First I think that this woman is going to have to live with the guilt that she may have forced a teenager to kill herself, and that is probably punishment enough for anyone but a sociopath to live with. I occasionally still feel terrible about some of the things that I did as a teenager, and none of them had terrible consequences like this.
Second, I think that if any kind of legal consequences are going to enacted they need to come from a civil action, not Criminal. I think that the Web and the social networking sites are a bit of a mine field, but they won't get better because the Law makes them that way. I think this is a case where Locke's Social Contract will take over. Eventually the bad people will get forced out or kicked to the side, just like bully's on a playground.
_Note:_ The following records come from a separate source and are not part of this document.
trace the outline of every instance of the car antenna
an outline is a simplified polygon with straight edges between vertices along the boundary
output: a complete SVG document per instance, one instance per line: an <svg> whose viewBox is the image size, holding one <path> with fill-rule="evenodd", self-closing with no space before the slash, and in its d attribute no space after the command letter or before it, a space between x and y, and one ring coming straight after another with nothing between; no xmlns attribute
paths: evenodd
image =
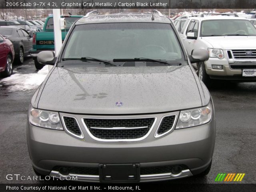
<svg viewBox="0 0 256 192"><path fill-rule="evenodd" d="M152 13L152 17L151 18L151 20L153 21L155 20L155 18L154 18L154 13Z"/></svg>

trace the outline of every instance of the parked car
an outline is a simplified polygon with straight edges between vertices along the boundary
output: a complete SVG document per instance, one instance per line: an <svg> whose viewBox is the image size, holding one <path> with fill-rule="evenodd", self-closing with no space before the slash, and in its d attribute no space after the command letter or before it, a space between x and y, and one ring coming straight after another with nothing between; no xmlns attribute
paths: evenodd
<svg viewBox="0 0 256 192"><path fill-rule="evenodd" d="M42 24L39 22L38 22L35 20L26 20L28 22L30 22L33 25L42 25Z"/></svg>
<svg viewBox="0 0 256 192"><path fill-rule="evenodd" d="M35 29L31 28L30 26L26 24L15 24L14 25L12 25L11 26L20 27L22 29L26 30L31 36L32 36L34 33L36 31Z"/></svg>
<svg viewBox="0 0 256 192"><path fill-rule="evenodd" d="M16 24L20 24L20 23L16 21L0 21L0 26L8 26Z"/></svg>
<svg viewBox="0 0 256 192"><path fill-rule="evenodd" d="M36 27L37 28L38 31L42 31L43 30L43 26L42 25L35 25L32 24L30 22L26 20L18 20L17 21L19 23L21 24L26 24L30 26L30 27Z"/></svg>
<svg viewBox="0 0 256 192"><path fill-rule="evenodd" d="M226 16L190 18L181 34L189 54L195 48L210 52L210 59L193 64L206 84L212 80L256 80L256 29L244 18Z"/></svg>
<svg viewBox="0 0 256 192"><path fill-rule="evenodd" d="M29 55L28 50L32 47L32 38L27 31L20 27L2 26L0 34L9 39L13 44L15 58L19 64L24 61L24 57Z"/></svg>
<svg viewBox="0 0 256 192"><path fill-rule="evenodd" d="M12 74L14 50L11 41L0 35L0 74L9 77Z"/></svg>
<svg viewBox="0 0 256 192"><path fill-rule="evenodd" d="M38 62L54 66L28 113L37 174L137 182L210 171L214 107L190 63L209 53L188 55L159 13L90 13L70 29L58 58L38 54Z"/></svg>
<svg viewBox="0 0 256 192"><path fill-rule="evenodd" d="M256 27L256 19L250 19L250 20L252 24Z"/></svg>
<svg viewBox="0 0 256 192"><path fill-rule="evenodd" d="M187 20L187 19L176 19L174 21L174 26L179 32L180 33L182 31L182 30Z"/></svg>
<svg viewBox="0 0 256 192"><path fill-rule="evenodd" d="M81 18L80 15L62 16L65 18L66 23L66 28L62 31L62 40L64 40L69 28L75 21ZM33 58L35 66L37 69L41 69L43 66L37 61L37 54L44 50L54 50L54 41L53 32L53 17L50 16L47 18L44 23L43 31L35 33L33 37L33 47L30 50L29 53Z"/></svg>

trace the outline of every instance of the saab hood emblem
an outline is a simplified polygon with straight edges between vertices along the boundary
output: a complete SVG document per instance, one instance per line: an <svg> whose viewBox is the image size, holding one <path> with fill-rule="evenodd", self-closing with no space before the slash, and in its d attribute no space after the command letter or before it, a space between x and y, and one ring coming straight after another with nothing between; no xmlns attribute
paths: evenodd
<svg viewBox="0 0 256 192"><path fill-rule="evenodd" d="M120 106L122 106L122 105L123 105L123 103L122 103L122 102L121 102L120 101L118 101L118 102L116 102L116 106L117 106L118 107L120 107Z"/></svg>
<svg viewBox="0 0 256 192"><path fill-rule="evenodd" d="M253 55L253 53L252 52L246 52L244 54L245 55L247 55L247 56L250 56Z"/></svg>

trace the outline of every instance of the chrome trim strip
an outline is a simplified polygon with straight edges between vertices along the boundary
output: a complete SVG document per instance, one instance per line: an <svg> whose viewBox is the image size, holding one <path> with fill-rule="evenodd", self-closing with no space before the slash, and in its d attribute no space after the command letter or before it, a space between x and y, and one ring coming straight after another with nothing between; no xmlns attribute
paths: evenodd
<svg viewBox="0 0 256 192"><path fill-rule="evenodd" d="M62 179L66 179L66 178L68 179L67 180L88 181L90 182L100 182L100 176L98 175L80 175L70 173L67 175L62 175L58 171L52 171L50 174L50 176L51 177L54 177L54 178L60 178L60 177L62 177ZM74 178L77 178L77 179L72 179Z"/></svg>
<svg viewBox="0 0 256 192"><path fill-rule="evenodd" d="M67 128L67 127L66 126L66 124L65 123L65 121L64 121L64 117L72 117L76 120L76 123L77 124L77 125L78 125L78 127L79 128L79 129L80 130L80 131L81 132L81 135L79 136L79 135L76 135L76 134L74 134L72 132L71 132ZM77 120L77 119L76 119L76 118L72 116L68 116L67 115L64 115L62 117L62 124L63 124L64 127L65 128L65 130L67 132L68 132L68 133L70 134L72 136L74 136L74 137L76 138L78 138L80 139L83 139L84 138L84 135L83 132L82 131L82 129L80 127L80 126L79 125L79 124L78 123L78 122Z"/></svg>
<svg viewBox="0 0 256 192"><path fill-rule="evenodd" d="M140 138L137 138L136 139L100 139L94 136L91 132L89 130L89 129L87 127L84 121L84 119L145 119L147 118L154 118L155 119L154 122L153 123L153 124L151 127L150 128L148 132L148 133L143 136L142 137L140 137ZM141 141L146 138L146 137L148 136L148 135L150 134L153 128L154 128L155 124L156 124L156 122L157 120L157 118L156 117L132 117L132 118L89 118L89 117L83 117L81 118L81 121L83 125L84 125L84 126L85 128L85 130L86 131L86 132L90 135L90 136L92 139L97 141L100 141L102 142L132 142L134 141Z"/></svg>
<svg viewBox="0 0 256 192"><path fill-rule="evenodd" d="M166 132L165 132L164 133L162 133L162 134L158 134L157 133L157 132L158 131L158 129L160 127L160 126L161 126L161 124L162 124L162 121L163 119L164 119L164 118L166 117L167 117L168 116L172 116L174 115L175 116L175 118L174 118L174 122L173 122L173 124L172 124L172 128L168 131L166 131ZM155 133L155 135L154 135L155 138L158 138L158 137L160 137L162 136L163 136L170 132L172 131L172 130L174 129L174 126L176 124L176 120L177 120L177 115L176 115L175 114L172 114L171 115L167 115L162 117L162 118L161 119L161 120L160 121L160 122L158 124L158 126L157 127L157 129L156 129L156 133Z"/></svg>
<svg viewBox="0 0 256 192"><path fill-rule="evenodd" d="M72 178L77 178L77 179L74 180L100 182L100 176L98 175L80 175L70 173L68 175L64 175L58 171L52 171L50 174L50 176L57 178L59 178L60 177L61 177L62 179L64 179L66 178L68 179L67 180L72 180ZM182 170L180 173L177 174L174 174L172 173L167 173L151 175L141 175L140 182L170 180L190 176L193 176L193 174L189 169L186 169Z"/></svg>
<svg viewBox="0 0 256 192"><path fill-rule="evenodd" d="M186 169L186 170L182 170L180 173L177 174L174 174L172 173L167 173L152 175L141 175L140 182L145 182L147 181L168 180L192 176L193 174L192 174L189 169Z"/></svg>
<svg viewBox="0 0 256 192"><path fill-rule="evenodd" d="M91 129L104 129L107 130L126 130L126 129L143 129L143 128L147 128L148 127L148 126L145 127L110 127L106 128L105 127L91 127Z"/></svg>

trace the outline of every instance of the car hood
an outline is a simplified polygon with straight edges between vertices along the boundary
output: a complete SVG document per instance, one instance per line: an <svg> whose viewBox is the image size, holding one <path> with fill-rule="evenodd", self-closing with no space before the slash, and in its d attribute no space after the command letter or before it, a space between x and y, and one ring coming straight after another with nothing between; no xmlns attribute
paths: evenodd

Getting the government involved is like asking for there to be police officers watching elementary school recess to prevent bullying, at some point people need to learn how to behave on their own, not at the barrel of a gun.
I have been in my share of 'flame wars' and the reality is the bullies eventually get kicked out of the play ground. Would that have stopped what this woman did? No, but I think there is a dynamic there that stems from the Helicopter Parent syndrome, what was she doing trying to fight her teenage daughters battles in the first place? We as a society are not teaching our kids to solve their own problems we are teaching them to run to the nearest authority figure and/or parent. Once we get past that, and return to letting our kids be kids, learn that a skinned knee or bruised ego is not the end of the world, the better off our society will be.